Why is it banned now?

As it increases blood flow this can improve exercise capacity in athletes, WADA (World Anti Doping Agency) found evidence of use by athletes with the intention of enhancing performance as it carries more oxygen to muscle tissues.

It has been found that the drug can also improved rehabilitation after exercise, protection against stress and enhanced activations of central nervous system functions in athletes. Meldonium is not approved by the FDA (Food & Drug Administration) in America and is not authorised in the rest of Europe.

The drug is manufactured in Latvia, and is only distributed to in Baltic countries and Russia. A 2015 study found 17% of Russian athletes (724 of 4,316) tested were found to have meldonium in their system.

A global study found 2.2% of athletes had it in their system, which suggested to WADA that there was a reason athletes were seeking the drug out.

This resulted in WADA adding the drug to the list of monitored drugs during last year and adding it to the banned list this year.
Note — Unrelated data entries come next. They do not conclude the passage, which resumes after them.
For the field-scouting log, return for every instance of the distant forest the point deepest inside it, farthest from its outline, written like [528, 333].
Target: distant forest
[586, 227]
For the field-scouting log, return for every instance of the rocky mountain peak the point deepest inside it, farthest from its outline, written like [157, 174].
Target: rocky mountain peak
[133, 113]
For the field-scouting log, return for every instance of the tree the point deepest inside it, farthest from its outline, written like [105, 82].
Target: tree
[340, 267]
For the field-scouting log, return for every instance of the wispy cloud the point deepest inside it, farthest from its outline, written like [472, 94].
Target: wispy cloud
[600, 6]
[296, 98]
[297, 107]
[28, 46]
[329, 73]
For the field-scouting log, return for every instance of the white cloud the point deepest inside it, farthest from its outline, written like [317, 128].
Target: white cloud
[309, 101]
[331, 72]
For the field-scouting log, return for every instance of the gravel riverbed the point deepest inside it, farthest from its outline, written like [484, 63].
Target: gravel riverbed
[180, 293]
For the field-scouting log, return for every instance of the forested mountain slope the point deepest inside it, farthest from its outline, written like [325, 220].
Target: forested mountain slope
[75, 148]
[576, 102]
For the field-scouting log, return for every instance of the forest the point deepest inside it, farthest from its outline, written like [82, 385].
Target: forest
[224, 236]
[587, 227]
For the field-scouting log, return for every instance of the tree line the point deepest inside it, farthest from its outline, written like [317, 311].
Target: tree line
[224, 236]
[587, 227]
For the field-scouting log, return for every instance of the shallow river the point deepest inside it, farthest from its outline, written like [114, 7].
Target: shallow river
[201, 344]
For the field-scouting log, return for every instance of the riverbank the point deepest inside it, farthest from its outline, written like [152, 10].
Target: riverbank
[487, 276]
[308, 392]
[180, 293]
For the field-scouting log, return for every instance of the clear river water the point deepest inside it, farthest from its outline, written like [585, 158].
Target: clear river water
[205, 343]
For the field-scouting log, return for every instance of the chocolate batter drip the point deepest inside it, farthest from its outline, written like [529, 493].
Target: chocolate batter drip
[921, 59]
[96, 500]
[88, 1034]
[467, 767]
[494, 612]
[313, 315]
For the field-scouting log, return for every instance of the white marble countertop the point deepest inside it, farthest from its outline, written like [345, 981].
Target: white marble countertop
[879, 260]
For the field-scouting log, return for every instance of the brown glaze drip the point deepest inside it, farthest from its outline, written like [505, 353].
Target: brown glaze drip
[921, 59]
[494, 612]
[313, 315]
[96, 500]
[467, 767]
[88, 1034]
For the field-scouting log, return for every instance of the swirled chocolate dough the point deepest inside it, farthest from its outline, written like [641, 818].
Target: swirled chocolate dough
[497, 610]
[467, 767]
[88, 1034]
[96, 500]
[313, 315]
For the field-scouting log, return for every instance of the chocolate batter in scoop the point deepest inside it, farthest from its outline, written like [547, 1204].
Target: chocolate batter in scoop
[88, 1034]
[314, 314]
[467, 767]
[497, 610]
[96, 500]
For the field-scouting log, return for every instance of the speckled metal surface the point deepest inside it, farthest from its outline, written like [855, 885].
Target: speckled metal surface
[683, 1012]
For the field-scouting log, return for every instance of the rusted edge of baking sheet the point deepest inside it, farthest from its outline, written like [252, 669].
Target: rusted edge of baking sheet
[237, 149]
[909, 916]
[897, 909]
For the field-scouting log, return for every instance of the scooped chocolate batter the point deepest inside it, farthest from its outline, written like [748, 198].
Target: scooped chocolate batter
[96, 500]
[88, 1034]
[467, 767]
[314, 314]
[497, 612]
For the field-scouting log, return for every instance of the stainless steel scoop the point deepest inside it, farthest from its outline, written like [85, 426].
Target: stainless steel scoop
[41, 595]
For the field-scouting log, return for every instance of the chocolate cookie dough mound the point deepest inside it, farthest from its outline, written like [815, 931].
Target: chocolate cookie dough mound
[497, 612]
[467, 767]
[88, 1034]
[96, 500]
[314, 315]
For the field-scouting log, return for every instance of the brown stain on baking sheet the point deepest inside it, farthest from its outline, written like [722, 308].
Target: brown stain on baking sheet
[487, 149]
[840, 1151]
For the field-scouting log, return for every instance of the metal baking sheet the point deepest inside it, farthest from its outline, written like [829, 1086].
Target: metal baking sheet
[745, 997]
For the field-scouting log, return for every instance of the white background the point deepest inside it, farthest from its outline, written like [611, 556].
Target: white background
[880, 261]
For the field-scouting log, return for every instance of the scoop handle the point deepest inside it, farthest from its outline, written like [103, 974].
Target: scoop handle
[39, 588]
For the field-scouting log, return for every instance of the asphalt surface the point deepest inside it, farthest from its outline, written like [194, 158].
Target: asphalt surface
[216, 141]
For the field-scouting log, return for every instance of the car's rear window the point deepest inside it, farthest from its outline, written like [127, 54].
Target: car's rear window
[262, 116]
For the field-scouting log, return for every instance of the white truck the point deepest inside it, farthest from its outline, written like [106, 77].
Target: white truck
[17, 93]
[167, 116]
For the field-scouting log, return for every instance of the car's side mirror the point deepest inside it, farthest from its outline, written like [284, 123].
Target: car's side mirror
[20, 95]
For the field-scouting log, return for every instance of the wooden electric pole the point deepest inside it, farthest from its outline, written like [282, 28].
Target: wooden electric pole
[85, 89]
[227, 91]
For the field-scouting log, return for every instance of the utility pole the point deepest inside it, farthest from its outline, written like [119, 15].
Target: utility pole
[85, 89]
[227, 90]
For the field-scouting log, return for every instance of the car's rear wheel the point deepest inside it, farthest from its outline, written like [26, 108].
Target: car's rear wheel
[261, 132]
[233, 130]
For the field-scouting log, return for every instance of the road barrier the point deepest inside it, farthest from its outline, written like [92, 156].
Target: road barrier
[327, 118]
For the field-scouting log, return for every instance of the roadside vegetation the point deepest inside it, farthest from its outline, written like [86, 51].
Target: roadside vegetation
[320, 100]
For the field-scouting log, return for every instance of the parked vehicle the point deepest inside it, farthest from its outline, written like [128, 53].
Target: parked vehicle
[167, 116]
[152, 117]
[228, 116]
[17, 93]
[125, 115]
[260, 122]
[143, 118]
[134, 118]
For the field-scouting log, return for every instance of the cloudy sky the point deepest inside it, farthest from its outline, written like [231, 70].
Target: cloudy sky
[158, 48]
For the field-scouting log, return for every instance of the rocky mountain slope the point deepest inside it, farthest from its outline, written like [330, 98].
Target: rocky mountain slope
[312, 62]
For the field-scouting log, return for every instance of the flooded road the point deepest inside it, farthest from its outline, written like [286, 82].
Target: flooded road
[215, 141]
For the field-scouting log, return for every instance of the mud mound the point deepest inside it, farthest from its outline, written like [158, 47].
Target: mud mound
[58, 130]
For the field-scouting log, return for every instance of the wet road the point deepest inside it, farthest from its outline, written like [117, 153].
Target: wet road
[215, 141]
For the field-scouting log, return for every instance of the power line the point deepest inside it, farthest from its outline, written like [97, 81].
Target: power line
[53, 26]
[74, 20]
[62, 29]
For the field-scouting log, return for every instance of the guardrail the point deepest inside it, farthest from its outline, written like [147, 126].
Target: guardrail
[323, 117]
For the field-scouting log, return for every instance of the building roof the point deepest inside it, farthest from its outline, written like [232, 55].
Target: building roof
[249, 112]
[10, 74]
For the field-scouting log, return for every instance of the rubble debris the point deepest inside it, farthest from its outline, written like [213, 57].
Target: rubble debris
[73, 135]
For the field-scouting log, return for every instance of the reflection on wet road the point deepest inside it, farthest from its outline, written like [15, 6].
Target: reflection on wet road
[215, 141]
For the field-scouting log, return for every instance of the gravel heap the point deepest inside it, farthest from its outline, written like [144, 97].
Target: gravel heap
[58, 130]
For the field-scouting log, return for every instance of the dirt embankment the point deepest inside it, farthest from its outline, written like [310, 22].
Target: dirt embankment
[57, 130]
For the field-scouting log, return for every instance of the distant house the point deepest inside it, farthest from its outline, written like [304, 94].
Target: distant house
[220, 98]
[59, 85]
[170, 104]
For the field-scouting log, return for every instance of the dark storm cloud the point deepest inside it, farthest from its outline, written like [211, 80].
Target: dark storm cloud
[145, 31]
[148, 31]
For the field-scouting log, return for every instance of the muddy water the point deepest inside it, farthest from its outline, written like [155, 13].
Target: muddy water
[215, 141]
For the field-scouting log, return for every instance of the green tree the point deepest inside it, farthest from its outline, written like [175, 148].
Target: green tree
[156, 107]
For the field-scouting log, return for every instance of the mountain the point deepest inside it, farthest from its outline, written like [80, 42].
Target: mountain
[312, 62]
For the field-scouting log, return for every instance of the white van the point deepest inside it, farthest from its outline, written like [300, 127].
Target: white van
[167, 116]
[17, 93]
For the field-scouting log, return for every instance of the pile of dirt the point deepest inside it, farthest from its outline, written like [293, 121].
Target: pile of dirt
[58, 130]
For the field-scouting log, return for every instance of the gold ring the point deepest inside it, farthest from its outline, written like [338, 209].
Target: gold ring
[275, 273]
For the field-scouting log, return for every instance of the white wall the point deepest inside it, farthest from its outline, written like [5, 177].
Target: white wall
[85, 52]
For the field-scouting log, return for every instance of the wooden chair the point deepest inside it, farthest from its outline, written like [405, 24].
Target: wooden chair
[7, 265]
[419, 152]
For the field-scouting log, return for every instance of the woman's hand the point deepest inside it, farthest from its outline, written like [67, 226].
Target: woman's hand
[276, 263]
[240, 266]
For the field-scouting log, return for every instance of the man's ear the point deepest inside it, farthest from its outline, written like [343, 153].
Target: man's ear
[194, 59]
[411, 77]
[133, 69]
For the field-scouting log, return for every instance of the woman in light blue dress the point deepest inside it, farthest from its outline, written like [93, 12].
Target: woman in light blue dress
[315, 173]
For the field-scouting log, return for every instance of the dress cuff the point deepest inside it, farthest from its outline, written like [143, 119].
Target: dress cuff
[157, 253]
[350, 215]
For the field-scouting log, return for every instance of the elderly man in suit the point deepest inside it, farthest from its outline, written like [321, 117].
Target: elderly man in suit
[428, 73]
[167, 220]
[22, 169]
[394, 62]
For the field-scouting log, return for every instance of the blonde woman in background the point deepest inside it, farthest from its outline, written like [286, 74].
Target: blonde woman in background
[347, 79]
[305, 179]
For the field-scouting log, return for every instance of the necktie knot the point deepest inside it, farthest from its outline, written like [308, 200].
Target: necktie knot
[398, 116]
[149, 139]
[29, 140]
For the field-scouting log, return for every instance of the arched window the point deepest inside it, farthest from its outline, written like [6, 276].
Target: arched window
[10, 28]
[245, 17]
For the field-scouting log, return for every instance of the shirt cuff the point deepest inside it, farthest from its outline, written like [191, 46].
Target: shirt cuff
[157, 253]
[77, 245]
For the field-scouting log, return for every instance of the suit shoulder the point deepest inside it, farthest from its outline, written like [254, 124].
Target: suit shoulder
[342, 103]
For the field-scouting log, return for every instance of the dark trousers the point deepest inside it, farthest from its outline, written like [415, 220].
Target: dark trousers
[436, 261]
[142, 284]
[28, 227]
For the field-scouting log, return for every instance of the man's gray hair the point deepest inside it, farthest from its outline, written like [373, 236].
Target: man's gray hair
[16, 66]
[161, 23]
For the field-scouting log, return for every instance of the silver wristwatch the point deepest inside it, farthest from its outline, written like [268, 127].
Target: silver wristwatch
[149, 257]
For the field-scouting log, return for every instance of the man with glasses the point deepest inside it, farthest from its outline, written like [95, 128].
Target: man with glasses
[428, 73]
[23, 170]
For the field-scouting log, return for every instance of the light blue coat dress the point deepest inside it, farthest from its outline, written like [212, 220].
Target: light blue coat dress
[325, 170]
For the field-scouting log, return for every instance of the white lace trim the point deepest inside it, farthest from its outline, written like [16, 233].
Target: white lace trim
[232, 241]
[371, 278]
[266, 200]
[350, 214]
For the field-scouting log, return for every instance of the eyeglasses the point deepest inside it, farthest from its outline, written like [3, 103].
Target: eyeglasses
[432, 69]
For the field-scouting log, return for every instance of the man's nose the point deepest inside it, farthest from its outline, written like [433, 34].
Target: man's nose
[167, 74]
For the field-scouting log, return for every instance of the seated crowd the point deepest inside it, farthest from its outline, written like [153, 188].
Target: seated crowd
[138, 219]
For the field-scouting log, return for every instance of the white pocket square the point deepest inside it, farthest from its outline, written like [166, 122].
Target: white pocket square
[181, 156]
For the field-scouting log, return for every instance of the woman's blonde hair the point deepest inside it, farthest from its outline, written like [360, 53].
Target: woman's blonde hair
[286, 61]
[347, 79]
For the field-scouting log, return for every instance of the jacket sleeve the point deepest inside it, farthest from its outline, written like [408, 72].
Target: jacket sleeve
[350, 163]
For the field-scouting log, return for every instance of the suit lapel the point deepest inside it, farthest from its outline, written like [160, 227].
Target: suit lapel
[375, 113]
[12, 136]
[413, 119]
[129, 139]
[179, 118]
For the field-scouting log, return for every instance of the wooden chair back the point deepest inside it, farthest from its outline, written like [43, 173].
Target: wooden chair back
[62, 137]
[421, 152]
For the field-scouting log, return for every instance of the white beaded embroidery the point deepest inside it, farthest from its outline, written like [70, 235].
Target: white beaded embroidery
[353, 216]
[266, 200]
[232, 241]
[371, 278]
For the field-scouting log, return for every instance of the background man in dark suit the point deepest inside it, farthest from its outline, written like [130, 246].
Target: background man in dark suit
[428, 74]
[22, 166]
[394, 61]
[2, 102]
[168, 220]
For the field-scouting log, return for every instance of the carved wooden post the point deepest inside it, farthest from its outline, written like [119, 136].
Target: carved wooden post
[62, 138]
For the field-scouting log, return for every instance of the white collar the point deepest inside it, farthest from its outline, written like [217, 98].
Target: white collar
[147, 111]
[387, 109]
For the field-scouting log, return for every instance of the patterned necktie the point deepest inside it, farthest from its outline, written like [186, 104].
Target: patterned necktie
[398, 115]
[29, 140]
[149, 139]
The change was added in September, with it coming into effect in January.

Sharapova is facing a possible career-ending ban. | Image source: QZ
Sharapova is facing a possible career-ending ban. | Image source: QZ

What are the side effects?

The side effects of Mildronate/Meldonium can include fatigue, diarrhea and pneumonia, although this seems to be reported only for male patients.

There are side effects to any drug, and as normal they can be dealt with once known about and dosages adjusted.

Other side effects reported in rare cases are itching, tachycardia, and dyspepsia and sometimes it can lead towards hypotension.

How was Sharapova caught out?

The Russian has insisted she didn't know the drug had been added to the banned list. She received the updated list from WADA & ITF, but admits that she didn't read the updated list, so was unaware that her prescribed medicine was now illegal.

Sharapova admits she has made a huge mistake, and also that she is responsible for what she puts into her body.

The tennis star is not the only athlete to be caught taking this recently banned drug, former world 1500m champion Abebe Aregawi, the Ethiopian-born runner who represents Sweden, has already been provisionally suspended after testing positive for the drug.

Sharapova now faces a suspension, taking effect from 12th March, but for how long she will be banned is as yet unknown

WADA rules state that a four-year ban for this type of drug, which would effectively end the career of the Russian star.